Vince obviously has a certain level of attention to detail that's fairly extraordinary. I was just wondering how that manifested itself with your character in your dealings with him.
Almost everything I've ever done in this business I either wrote, produced or directed. So this is a very unique and new experience for me, which is a substantial character completely conceived by someone else, and that I worked my way into, rather than me being in charge and sort of knowing the character beforehand. It's been an actor's effort on my part, and I've really enjoyed this new way of approaching something, and so I'm all for it. I learned the lines verbatim. I don't change lines. I don't influence the wardrobe at all. I just take what they give me, and I find my way to justify or understand who that guy is. It's been a fun, new challenge for me. I don't quarrel or even put in my two cents much. It's been a fun ride.

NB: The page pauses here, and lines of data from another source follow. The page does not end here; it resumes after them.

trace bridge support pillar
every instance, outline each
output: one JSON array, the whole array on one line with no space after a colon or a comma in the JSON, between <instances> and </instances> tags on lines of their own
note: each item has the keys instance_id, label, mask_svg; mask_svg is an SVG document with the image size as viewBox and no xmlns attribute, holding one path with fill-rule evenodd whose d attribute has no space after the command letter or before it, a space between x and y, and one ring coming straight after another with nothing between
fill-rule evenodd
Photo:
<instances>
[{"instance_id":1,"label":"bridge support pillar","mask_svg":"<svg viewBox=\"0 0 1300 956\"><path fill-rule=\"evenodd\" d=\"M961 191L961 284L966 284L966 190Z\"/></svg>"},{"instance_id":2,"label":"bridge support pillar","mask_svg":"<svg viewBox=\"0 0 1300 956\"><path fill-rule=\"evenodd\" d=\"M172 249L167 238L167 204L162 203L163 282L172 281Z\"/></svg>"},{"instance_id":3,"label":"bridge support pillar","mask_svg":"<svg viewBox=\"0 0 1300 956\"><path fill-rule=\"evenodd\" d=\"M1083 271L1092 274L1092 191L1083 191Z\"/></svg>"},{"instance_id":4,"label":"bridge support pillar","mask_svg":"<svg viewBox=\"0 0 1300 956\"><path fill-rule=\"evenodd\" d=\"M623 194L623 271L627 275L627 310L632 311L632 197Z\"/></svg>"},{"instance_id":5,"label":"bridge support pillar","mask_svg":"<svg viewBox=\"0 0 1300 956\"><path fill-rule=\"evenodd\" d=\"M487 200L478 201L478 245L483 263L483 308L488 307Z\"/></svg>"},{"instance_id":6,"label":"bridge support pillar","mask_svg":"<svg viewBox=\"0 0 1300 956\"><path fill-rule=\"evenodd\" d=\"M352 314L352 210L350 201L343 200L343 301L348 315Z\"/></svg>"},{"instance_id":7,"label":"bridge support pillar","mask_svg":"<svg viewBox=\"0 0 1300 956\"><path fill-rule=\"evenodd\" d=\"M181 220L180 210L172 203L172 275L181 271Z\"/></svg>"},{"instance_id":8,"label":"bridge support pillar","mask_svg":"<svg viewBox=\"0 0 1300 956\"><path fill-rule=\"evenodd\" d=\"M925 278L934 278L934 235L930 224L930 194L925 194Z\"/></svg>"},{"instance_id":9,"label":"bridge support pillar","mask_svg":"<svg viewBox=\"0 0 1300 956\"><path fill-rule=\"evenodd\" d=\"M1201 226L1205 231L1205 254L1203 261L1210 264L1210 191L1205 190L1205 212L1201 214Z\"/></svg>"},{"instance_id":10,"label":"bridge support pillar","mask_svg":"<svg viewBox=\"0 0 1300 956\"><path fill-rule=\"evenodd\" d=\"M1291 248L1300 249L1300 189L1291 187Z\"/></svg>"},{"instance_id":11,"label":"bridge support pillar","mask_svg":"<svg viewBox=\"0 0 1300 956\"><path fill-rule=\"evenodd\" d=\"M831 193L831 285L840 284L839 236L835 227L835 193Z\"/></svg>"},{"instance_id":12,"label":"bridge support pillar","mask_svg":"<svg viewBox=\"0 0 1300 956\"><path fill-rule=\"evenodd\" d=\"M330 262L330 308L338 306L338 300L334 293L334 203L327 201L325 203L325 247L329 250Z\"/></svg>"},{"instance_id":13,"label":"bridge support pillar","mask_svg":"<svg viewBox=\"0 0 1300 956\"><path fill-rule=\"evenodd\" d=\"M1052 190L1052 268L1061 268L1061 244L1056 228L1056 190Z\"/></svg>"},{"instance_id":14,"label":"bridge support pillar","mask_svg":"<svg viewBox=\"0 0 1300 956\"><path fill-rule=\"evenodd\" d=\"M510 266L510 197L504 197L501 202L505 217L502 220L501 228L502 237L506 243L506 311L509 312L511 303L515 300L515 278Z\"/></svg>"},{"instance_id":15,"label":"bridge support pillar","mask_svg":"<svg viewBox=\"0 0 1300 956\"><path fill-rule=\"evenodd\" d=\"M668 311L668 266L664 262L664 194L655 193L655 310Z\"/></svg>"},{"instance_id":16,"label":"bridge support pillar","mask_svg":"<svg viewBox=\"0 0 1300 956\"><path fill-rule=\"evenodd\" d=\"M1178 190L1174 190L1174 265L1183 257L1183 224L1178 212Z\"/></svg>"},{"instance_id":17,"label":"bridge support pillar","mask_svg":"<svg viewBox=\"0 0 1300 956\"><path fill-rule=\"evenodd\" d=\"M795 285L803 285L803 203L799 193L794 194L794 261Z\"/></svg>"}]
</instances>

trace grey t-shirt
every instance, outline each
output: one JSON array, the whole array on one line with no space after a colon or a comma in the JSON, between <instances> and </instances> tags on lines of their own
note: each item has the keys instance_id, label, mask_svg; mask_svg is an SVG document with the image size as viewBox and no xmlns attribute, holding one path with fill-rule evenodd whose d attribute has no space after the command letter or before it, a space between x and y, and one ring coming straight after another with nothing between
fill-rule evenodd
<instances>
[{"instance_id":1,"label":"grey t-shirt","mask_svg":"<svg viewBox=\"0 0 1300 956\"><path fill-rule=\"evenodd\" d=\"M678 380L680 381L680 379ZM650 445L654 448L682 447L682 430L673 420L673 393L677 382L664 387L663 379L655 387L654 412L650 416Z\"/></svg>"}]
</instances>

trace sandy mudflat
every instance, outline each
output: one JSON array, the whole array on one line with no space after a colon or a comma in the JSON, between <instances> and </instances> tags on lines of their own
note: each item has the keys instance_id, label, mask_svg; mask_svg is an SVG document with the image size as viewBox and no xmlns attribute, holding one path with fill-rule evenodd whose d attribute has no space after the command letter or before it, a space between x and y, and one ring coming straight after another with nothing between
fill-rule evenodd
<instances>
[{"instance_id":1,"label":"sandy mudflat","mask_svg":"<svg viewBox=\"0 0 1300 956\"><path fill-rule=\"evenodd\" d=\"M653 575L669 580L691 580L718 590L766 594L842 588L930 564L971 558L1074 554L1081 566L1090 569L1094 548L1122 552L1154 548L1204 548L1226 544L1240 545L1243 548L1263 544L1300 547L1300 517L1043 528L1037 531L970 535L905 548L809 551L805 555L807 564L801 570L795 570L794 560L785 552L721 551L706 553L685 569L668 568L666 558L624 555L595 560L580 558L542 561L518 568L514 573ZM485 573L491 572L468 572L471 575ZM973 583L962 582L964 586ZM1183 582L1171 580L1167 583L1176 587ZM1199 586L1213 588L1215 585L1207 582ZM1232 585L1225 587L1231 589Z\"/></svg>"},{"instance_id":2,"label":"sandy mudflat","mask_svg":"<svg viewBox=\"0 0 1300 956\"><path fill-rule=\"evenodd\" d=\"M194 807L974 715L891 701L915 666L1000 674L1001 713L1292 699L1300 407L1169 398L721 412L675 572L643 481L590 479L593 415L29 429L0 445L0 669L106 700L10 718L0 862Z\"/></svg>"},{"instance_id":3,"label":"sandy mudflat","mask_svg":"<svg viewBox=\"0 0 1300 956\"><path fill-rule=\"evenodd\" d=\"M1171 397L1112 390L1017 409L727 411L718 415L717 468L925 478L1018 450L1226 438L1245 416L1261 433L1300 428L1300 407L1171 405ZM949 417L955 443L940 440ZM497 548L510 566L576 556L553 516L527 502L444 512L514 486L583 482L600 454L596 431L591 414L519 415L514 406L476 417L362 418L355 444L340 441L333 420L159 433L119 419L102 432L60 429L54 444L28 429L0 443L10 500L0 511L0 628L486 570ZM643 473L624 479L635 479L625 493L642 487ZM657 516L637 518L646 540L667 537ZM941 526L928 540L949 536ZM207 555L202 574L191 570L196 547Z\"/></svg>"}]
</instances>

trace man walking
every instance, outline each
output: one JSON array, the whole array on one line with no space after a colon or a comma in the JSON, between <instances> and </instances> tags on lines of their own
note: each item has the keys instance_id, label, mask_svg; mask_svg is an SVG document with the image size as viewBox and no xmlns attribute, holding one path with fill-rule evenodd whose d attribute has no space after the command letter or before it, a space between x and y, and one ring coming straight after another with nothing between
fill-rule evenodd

How serious do you think Vince is about doing a Saul Goodman spinoff show, which he keeps mentioning as a possibility?
I can't tell. He jokes about it every time I talk to him. But, you know, Saul's in so much hot water, and I don't think Vince knows what's gonna happen next entirely in Breaking Bad. He lets himself be surprised by the writing and where the show goes. I mean, Saul could become the mayor of Las Vegas. He could become the most respectable citizen in the city. Or he could go to L.A. because he's flashy and he likes being in the spotlight and, you know, L.A. lawyers can get in the spotlight. He's gotta stay alive first. I hope he's wearing sunscreen.